A prominent part of the hunt set, Liz Whitney was a member of the Upperville Colt and Horse Show for many years and has a place on the organizations Wall of Honor.

At her Llangollen estate, Liz Whitney entertained celebrities and politicians as well as personalities involved in the racing world such as Bing Crosby, Eddie Arcaro and Prince Aly Khan. Always a free spirit, in a 2001 book titled The Middleburg Mystique, author Vicky Moon recounted how Whitney hosted wild hunt balls and of the time when she brought her favorite horse into the mansion's great room. Moon's book also says that she kept thirty-five dogs with the most beloved ones stored in her deep freezer after they died.

==Racehorses owned==
Some other successful racehorses owned by Liz Whitney Tippett included:
- Corn Husker - won L. E. Stoddard Jr. Steeplechase in 1956 and in 1957 flat racing won the San Gabriel and San Juan Capistrano Handicap and the prestigious Santa Anita Handicap.
- Divine Comedy - won the 1960 Saranac Handicap, Roamer Handicap and 1961 Saratoga Handicap.

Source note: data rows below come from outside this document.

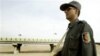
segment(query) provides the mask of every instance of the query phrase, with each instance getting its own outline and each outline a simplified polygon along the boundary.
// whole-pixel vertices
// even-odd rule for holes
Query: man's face
[[[64,10],[66,19],[72,20],[76,15],[76,8],[74,7],[68,7],[66,10]]]

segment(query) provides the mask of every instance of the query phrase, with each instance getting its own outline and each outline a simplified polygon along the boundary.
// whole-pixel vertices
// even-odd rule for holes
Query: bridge
[[[18,37],[0,37],[0,44],[12,44],[16,51],[20,52],[22,44],[45,44],[50,45],[50,51],[53,50],[54,46],[59,42],[58,39],[43,39],[43,38],[18,38]],[[96,42],[100,45],[100,42]]]
[[[50,45],[50,50],[52,51],[55,44],[58,43],[57,39],[38,39],[38,38],[18,38],[18,37],[0,37],[0,44],[12,44],[16,51],[20,52],[22,44],[45,44]]]

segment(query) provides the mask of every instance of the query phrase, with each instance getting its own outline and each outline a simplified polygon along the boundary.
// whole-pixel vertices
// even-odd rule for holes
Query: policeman
[[[60,10],[65,13],[66,19],[70,23],[63,49],[58,56],[96,56],[92,28],[86,21],[78,19],[81,4],[71,1],[62,4]]]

- Lord Derby - won 1972 San Luis Obispo Handicap.
- Mister Gus - won 1955 William P. Kyne Handicap; 1956 San Antonio Handicap, Arlington Handicap and Woodward Stakes.

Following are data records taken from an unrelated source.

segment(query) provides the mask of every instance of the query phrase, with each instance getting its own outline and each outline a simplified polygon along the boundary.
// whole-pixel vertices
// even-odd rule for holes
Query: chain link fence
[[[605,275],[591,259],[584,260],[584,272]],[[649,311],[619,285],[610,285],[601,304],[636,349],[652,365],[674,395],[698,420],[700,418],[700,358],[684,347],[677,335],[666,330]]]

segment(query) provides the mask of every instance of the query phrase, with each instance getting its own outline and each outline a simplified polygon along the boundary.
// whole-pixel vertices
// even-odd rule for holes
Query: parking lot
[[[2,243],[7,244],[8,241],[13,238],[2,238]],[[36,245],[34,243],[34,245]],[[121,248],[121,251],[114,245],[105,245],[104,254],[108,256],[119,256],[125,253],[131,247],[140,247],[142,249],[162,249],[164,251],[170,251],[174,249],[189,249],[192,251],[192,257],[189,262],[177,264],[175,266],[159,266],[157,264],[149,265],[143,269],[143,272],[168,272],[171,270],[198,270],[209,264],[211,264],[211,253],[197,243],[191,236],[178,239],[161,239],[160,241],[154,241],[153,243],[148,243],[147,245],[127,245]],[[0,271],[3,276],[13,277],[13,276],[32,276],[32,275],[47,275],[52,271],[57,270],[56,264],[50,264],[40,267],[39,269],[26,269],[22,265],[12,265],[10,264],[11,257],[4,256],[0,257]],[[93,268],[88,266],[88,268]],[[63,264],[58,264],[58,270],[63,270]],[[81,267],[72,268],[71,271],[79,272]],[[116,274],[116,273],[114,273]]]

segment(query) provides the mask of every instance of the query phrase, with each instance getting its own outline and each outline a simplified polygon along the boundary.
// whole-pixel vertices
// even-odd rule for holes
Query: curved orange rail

- Nashville - won 1957 Lakes and Flowers Handicap and Palos Verdes Handicap.
- Porterhouse - 1953 Champion 2-year-old colt. Won the Belmont Futurity Stakes, San Carlos Handicap (1955, 1956), Santa Barbara Handicap (1956), defeated Swaps in the 1956 Californian Stakes.

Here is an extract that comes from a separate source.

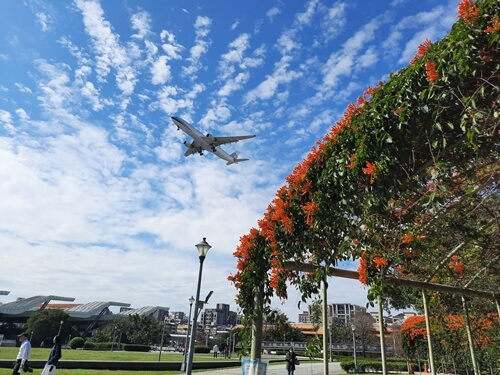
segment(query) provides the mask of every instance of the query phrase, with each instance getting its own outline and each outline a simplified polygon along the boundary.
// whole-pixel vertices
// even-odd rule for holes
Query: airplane
[[[229,155],[219,146],[228,143],[238,142],[243,139],[254,138],[255,135],[214,137],[211,134],[207,134],[205,136],[202,133],[200,133],[197,129],[195,129],[192,125],[190,125],[187,121],[183,120],[180,117],[173,116],[172,121],[177,126],[177,130],[182,130],[184,133],[193,138],[192,142],[184,141],[184,145],[188,148],[188,150],[184,153],[184,156],[189,156],[195,153],[203,155],[203,151],[208,151],[214,153],[219,158],[227,161],[226,165],[236,164],[248,160],[248,159],[238,159],[239,155],[238,151],[233,152],[231,155]]]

- Pretense - won numerous stakes races including the 1967 Santa Anita Handicap and Gulfstream Park Handicap and voted Champion Handicap Male in 1967.
- Tumble Wind - won 1966 Westchester Stakes, Haggin Stakes; 1967 San Vicente Stakes, Argonaut Stakes, Hollywood Derby; 1968 San Gorgonio Handicap and San Luis Obispo Handicap.
- Restless Runner - won 1971 Baldwin Stakes and Marina del Rey Stakes.
- Restless Wind - won 1958 Prairie State Stakes, National Stakes, Washington Park Futurity, Arlington Futurity, Tremont Stakes and 1960 Tokyo City Cup. He was the leading Florida-based stallion during the mid-sixties.
- Royal Living - won 1959 San Juan Capistrano Handicap.
- Social Climber - won 1956 Cinema Handicap, San Felipe Stakes, El Dorado Handicap and 1957 Californian Stakes

==In popular culture==
In the 1979 film, The Champ, actress Joan Blondell based her character Dolly Kenyon, a "salty horse owner and society matron," on Liz.